The dataset includes a limited set of features: source account, target account, transferred amount, and timestamp of the transaction.
Comparison between real and generated data
First, we compare the distributions of real and generated data. Because we include the money flow objective in the loss of the generator, we expect a larger volume of money being transferred in the synthetic examples. The following figure shows the distributions of different volume-related metrics.
Looking at the distribution of the total amount of money flowing through the internal accounts (left panel), we see that generated accounts move much larger volumes of money than real ones. However, the center panel shows that the generator is approximating the range of the real distribution of amounts per transaction quite well. This is probably to avoid triggering rules that capture large amount transactions. Instead, the generated accounts are able to transfer more money by increasing the number of transactions significantly, when compared to the real data (right panel).
Detection performance
We generate a dataset of synthetic transactions using different pre-trained generators to increase variety. Then, we train a new discriminator to distinguish between real (unlabeled) data and synthetic examples of suspicious activity. Finally, we evaluate this discriminator using the test set with real transactions and real labels.

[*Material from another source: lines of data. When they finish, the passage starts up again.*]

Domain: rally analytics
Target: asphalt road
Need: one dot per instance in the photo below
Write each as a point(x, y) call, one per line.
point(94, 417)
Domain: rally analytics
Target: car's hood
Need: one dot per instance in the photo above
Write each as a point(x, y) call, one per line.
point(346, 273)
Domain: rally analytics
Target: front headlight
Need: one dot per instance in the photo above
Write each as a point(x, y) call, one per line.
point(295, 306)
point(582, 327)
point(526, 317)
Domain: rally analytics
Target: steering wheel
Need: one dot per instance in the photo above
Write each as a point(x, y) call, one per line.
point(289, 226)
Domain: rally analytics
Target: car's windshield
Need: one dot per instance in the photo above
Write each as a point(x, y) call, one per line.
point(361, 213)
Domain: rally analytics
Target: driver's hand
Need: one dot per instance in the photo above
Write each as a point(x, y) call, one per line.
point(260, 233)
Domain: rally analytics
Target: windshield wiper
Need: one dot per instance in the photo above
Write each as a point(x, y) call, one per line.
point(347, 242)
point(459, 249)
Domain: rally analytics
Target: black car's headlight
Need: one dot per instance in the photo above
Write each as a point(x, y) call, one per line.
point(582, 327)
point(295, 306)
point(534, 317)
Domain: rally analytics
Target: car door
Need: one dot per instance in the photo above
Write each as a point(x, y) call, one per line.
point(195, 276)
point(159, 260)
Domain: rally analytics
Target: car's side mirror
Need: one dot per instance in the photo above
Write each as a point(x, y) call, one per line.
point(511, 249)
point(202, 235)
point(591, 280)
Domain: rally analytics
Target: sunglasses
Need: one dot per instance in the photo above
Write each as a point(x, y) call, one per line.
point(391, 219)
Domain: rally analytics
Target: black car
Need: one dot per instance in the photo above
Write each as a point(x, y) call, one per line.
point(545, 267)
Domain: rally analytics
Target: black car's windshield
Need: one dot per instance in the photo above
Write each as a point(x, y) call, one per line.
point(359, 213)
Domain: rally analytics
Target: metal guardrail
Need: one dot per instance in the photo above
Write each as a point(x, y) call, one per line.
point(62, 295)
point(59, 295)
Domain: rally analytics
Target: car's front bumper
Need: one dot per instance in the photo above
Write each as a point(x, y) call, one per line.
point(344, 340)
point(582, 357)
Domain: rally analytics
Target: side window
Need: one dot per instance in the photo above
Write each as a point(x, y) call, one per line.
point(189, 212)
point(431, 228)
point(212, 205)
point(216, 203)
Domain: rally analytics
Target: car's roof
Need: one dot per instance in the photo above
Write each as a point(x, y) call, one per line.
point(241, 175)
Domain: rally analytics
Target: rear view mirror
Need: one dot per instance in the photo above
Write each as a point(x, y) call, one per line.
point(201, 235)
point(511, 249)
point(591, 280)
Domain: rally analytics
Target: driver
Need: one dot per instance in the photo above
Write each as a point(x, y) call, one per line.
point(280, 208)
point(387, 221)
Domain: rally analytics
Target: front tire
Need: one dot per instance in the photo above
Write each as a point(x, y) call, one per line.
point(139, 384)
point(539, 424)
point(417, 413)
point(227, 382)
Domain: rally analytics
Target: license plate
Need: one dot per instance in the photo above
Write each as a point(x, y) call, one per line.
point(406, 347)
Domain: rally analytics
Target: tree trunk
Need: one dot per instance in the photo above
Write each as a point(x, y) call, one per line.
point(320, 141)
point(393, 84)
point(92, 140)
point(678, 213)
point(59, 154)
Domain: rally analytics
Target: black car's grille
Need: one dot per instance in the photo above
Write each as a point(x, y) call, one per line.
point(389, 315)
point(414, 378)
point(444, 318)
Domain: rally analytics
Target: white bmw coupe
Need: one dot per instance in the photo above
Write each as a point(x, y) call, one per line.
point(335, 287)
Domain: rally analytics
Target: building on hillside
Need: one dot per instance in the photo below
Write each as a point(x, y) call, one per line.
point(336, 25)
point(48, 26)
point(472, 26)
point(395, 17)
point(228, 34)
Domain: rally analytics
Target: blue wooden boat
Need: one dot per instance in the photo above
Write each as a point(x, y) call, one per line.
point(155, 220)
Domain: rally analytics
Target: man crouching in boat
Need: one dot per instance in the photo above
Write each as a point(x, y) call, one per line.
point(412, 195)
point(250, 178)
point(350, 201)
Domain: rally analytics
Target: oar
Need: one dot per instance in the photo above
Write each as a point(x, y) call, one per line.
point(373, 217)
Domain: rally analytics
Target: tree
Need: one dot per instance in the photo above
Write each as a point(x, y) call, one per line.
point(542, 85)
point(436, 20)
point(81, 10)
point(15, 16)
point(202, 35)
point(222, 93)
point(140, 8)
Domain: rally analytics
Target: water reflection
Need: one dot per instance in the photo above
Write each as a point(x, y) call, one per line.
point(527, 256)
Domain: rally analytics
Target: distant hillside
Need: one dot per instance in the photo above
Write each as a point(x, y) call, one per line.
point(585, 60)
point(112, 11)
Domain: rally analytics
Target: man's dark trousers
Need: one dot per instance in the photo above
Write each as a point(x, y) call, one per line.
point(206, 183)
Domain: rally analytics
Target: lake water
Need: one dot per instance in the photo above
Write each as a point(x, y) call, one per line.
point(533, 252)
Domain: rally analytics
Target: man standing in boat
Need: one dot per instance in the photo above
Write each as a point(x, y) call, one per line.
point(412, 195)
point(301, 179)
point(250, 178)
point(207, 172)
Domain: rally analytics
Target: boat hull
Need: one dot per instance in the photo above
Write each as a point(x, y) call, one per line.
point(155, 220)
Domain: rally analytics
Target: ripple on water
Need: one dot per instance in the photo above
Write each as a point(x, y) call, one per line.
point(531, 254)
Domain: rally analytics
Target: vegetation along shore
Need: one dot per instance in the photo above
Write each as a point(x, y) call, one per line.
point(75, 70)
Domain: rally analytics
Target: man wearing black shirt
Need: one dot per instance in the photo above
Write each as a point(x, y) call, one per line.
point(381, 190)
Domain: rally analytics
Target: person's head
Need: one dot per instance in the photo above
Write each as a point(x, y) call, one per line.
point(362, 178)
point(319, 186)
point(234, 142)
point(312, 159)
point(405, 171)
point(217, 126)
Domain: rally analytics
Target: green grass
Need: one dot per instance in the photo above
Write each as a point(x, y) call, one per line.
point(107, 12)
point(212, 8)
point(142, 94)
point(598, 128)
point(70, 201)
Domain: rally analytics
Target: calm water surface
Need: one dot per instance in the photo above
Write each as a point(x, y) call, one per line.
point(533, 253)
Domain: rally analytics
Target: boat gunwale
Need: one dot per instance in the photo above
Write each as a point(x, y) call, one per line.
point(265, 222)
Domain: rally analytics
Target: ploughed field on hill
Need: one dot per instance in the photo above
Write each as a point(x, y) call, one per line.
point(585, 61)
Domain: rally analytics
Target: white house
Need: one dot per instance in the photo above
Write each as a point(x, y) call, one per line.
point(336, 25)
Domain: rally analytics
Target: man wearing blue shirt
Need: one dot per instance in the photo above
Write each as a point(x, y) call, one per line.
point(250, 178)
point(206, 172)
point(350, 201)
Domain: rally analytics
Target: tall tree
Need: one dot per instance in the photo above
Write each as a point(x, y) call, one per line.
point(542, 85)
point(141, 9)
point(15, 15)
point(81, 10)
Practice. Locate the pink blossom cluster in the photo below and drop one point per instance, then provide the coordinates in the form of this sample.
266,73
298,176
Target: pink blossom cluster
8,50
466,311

We compare the performance of a set of standard anti-money laundering rules against this discriminator. For a fair comparison, we adjust the model’s threshold to match the alert rate of the rules, ensuring both systems predict the same number of positive cases. We see that the model outperforms the rules in detecting suspicious transactions, even though it was trained using only generated data as positive examples.
Next, we simulate a combined detection system that triggers an alert if either the rules or the model detects suspicious activity. The results show minimal overlap between the alerts and true positives identified by the two methods, suggesting that the model captures different patterns of suspicious behavior compared to the rules. This is expected, given that the generator was trained specifically to create examples that evade the rule-based system, leading the discriminator to identify distinct patterns.
In conclusion, the discriminator effectively complements the rule-based system, resulting in a combined approach that significantly improves the detection of money laundering activities.
Conclusion
In this blog post, we introduced a method leveraging GenAI to generate synthetic data that simulates realistic money laundering activities. This data can be used to train Machine Learning models to detect money laundering without requiring labeled data.
Our approach involves training a generator to produce examples that mimic money laundering behavior, guided by an optimization function integrated into its loss. This synthetic data is then used to train a discriminator, which learns to distinguish between real (mostly legitimate) behavior and synthetic suspicious behavior.
Our results demonstrate that, when tested on a real test set with real labels, the discriminator outperforms traditional rule-based systems in predictive accuracy and can also serve as an effective complement to them. For a more detailed explanation about our method or our experiments, please refer to the full paper.